Now, why did we wrap the `TreeNode` inside a `RefCell` which is itself wrapped inside a `Rc`?

`RefCell<T>` (and `Cell<T>`) is a type that allows for interior mutability, which means that it allows you to mutate the contents of value even if you only have an immutable reference (`&T`) to it. Normally, you'd need an exclusive reference (`&mut T`) to update the contents ('inherited mutability'). This does not mean that you can get around the Rust memory safety rules - borrows for `RefCell<T>` are checked at runtime so the borrow checker won't complain if you attempt to borrow a value that is already mutated but the thread will `panic` during runtime.

By wrapping the `left` and `right` nodes in `RefCell<T>`, you don't have to keep track of mutable and immutable parts of the `struct`. This is especially useful if you're working with a recursive data structure.

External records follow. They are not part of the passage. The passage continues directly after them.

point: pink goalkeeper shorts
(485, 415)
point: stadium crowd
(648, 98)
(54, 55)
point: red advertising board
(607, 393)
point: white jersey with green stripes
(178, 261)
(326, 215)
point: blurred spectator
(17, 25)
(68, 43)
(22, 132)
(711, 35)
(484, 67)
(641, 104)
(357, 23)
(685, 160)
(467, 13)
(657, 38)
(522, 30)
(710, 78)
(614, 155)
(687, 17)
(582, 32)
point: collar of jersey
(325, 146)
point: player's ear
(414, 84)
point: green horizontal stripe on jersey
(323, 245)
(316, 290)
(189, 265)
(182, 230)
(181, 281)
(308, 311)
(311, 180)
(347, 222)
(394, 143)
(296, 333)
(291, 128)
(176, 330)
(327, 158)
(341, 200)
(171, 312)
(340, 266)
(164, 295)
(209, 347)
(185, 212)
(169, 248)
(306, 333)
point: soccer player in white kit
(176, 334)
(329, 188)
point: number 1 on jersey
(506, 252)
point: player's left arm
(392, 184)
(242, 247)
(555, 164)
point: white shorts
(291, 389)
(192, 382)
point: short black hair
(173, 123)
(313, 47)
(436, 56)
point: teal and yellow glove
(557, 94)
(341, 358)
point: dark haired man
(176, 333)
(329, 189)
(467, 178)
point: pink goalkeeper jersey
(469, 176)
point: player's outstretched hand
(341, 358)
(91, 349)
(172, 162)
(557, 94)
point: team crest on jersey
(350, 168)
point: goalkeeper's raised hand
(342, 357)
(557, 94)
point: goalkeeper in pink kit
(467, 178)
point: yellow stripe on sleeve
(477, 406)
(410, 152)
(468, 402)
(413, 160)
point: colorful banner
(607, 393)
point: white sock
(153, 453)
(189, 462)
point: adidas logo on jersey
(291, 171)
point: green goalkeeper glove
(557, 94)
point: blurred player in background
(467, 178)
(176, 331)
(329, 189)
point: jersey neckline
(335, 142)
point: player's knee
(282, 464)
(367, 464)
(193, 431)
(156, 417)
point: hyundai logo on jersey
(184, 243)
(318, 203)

`Rc<T>` (stands for reference counting) "provides shared ownership of a value of type `T`, allocated in the heap". It allows multiple parts of your code to share ownership of a value and no one has exclusive ownership. It is particularly useful (and the reason we need it here) when you need to create a cyclic data structure i.e. `TreeNode` referencing another `TreeNode` in `left` and `right` field values.

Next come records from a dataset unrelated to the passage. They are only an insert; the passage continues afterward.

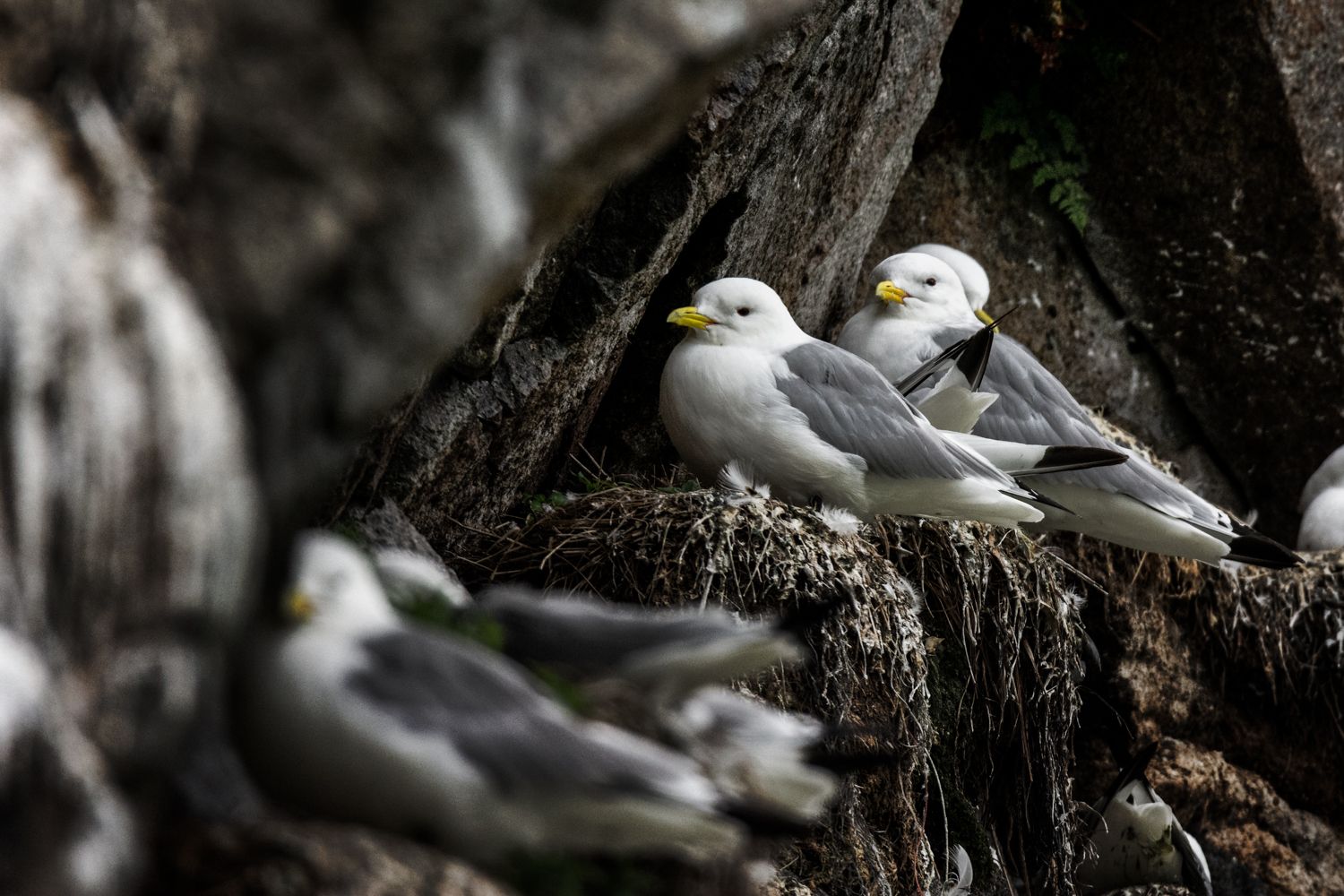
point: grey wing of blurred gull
(921, 309)
(1322, 506)
(668, 650)
(1137, 839)
(355, 715)
(754, 751)
(814, 421)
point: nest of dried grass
(959, 643)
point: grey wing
(1035, 408)
(495, 715)
(1193, 866)
(588, 635)
(852, 408)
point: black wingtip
(1257, 549)
(1037, 497)
(975, 358)
(1080, 457)
(1133, 770)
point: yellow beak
(889, 292)
(298, 606)
(690, 316)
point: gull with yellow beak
(921, 309)
(355, 715)
(814, 421)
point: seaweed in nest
(995, 598)
(1005, 689)
(755, 556)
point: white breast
(1322, 524)
(719, 403)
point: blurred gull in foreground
(659, 672)
(1322, 506)
(357, 715)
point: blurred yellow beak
(690, 316)
(298, 606)
(889, 292)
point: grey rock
(1223, 244)
(781, 175)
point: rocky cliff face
(237, 234)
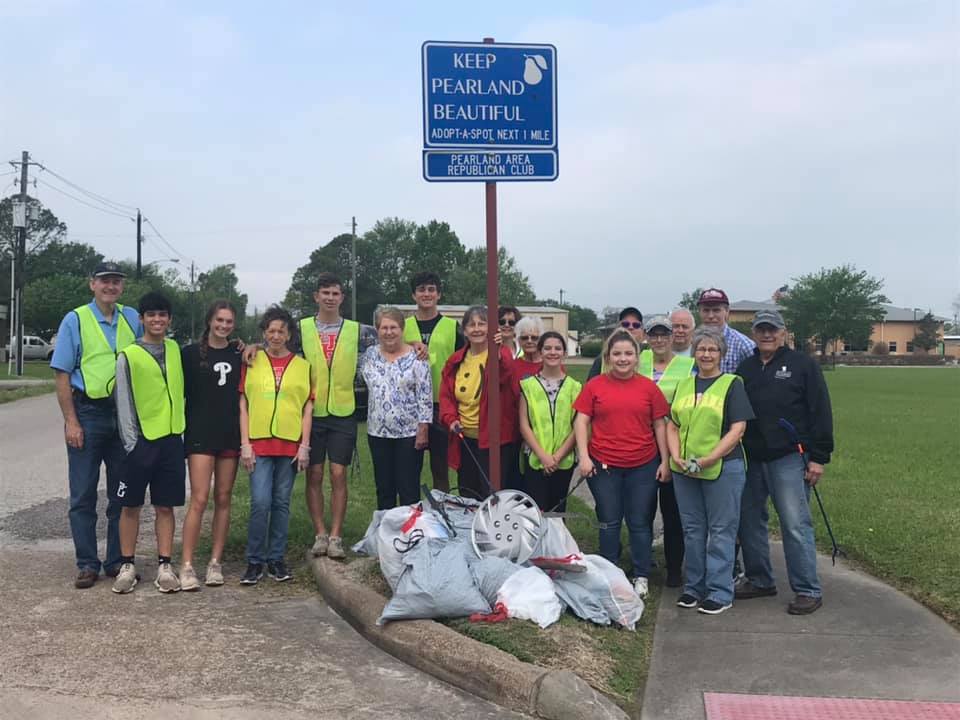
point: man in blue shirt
(85, 363)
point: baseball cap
(108, 268)
(713, 296)
(658, 321)
(769, 317)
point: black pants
(396, 470)
(470, 481)
(548, 490)
(672, 529)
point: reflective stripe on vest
(700, 424)
(338, 400)
(443, 340)
(98, 363)
(677, 369)
(272, 412)
(550, 428)
(157, 399)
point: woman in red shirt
(622, 444)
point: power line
(89, 193)
(84, 202)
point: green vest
(550, 428)
(700, 424)
(333, 384)
(677, 369)
(272, 412)
(157, 399)
(443, 340)
(98, 363)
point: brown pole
(493, 350)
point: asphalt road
(274, 651)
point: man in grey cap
(782, 384)
(85, 363)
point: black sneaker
(253, 574)
(712, 607)
(277, 569)
(687, 600)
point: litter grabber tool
(795, 439)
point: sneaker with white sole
(126, 579)
(641, 587)
(189, 581)
(214, 574)
(335, 549)
(320, 545)
(167, 580)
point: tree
(926, 337)
(839, 303)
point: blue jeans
(271, 483)
(101, 445)
(710, 513)
(782, 480)
(627, 494)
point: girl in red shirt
(622, 445)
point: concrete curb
(463, 662)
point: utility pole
(353, 263)
(139, 246)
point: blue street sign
(489, 165)
(497, 96)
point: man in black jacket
(782, 383)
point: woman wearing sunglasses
(631, 320)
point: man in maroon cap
(714, 308)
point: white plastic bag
(557, 550)
(529, 595)
(609, 585)
(401, 528)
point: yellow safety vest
(551, 428)
(98, 363)
(272, 412)
(333, 387)
(443, 340)
(677, 369)
(700, 424)
(157, 399)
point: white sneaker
(188, 579)
(641, 587)
(126, 579)
(167, 580)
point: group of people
(690, 418)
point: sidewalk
(867, 641)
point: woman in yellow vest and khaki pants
(276, 410)
(667, 370)
(707, 419)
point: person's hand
(247, 457)
(813, 474)
(422, 440)
(73, 434)
(586, 467)
(663, 473)
(303, 457)
(423, 352)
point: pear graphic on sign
(532, 67)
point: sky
(729, 144)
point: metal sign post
(490, 115)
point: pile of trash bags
(434, 571)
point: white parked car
(34, 348)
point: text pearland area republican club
(500, 95)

It is generally not possible to create cyclic data structures using references in Rust because it would create a reference cycle that would prevent the values from being dropped when they are no longer needed.

`Rc` lets us create cyclic data structure by using reference counting to keep track of the number of references to each value.

Brilliant, I hope you got all that. Now lets look at the iterative logic to calculate the total sum of all number values in the binary tree.

``````pub fn tree_sum(root: TreeNodeRef) -> i32 {
let mut sum = 0i32;
// We'll use a `vec` as a
// stack LIFO data structure.
// Start by adding the root node
// to the stack.
let mut stack = vec![root];

while !stack.is_empty() {
// current points to top most
// item in the stack
let current: Rc<RefCell<TreeNode>> = stack.pop().unwrap();
sum += current.borrow().val;

// if there is a right node,
// then push it on top of the stack
if let Some(right) = &current.borrow().right {
stack.push(right.to_owned());
};
// if there is a left node,
// then push it on top of the stack
if let Some(left) = &current.borrow().left {
stack.push(left.to_owned());
};
}
sum
}
``````

Hopefully, the code comments are sufficient to explain the logic. We are doing a traversing the binary tree using depth first search algorithm. So if the tree looks like:

``````//      a
//    /   \
//   b     c
//  / \     \
// d   e     f
//    /       \
//   g         h
``````

Then, the search will access the values in this order:

``````// a -> b -> d -> e -> g -> c -> f -> h
``````

For each node it visits, it will add the value of that node to the running total `sum`.

And here is the same logic implemented recursively:

``````pub fn tree_sum_recursive(root: Option<&TreeNodeRef>) -> i32 {
// if `root` has `Some`thing
// return `root.val` + left_node_val + right_node_val
if let Some(root) = root {
root.borrow().val
// recursively call left path
+ tree_sum_recursive(root.borrow().left.as_ref())
// recursively call right path
+ tree_sum_recursive(root.borrow().right.as_ref())
} else {
// root is None (i.e. empty or null)
// so return `0`
0
}
}
``````

I find the recursive approach concise and elegant, and easier to read but YMMV. The base case here is - if `root` is `None` then return `0`, otherwise return `root.val` + `tree_sum_recursive(left)` + `tree_sum_recursive(right)`.

You can get the full source code here - includes unit tests.

### CONCLUSION

Overall, implementing a binary tree is a great way to learn about Rust's powerful type system. You have to carefully think about ownership and borrowing rules, and safely create cyclic data structure by using types like `Rc<T>` and `RefCell<T>` in order to write safe, efficient, and (arguably) expressive code.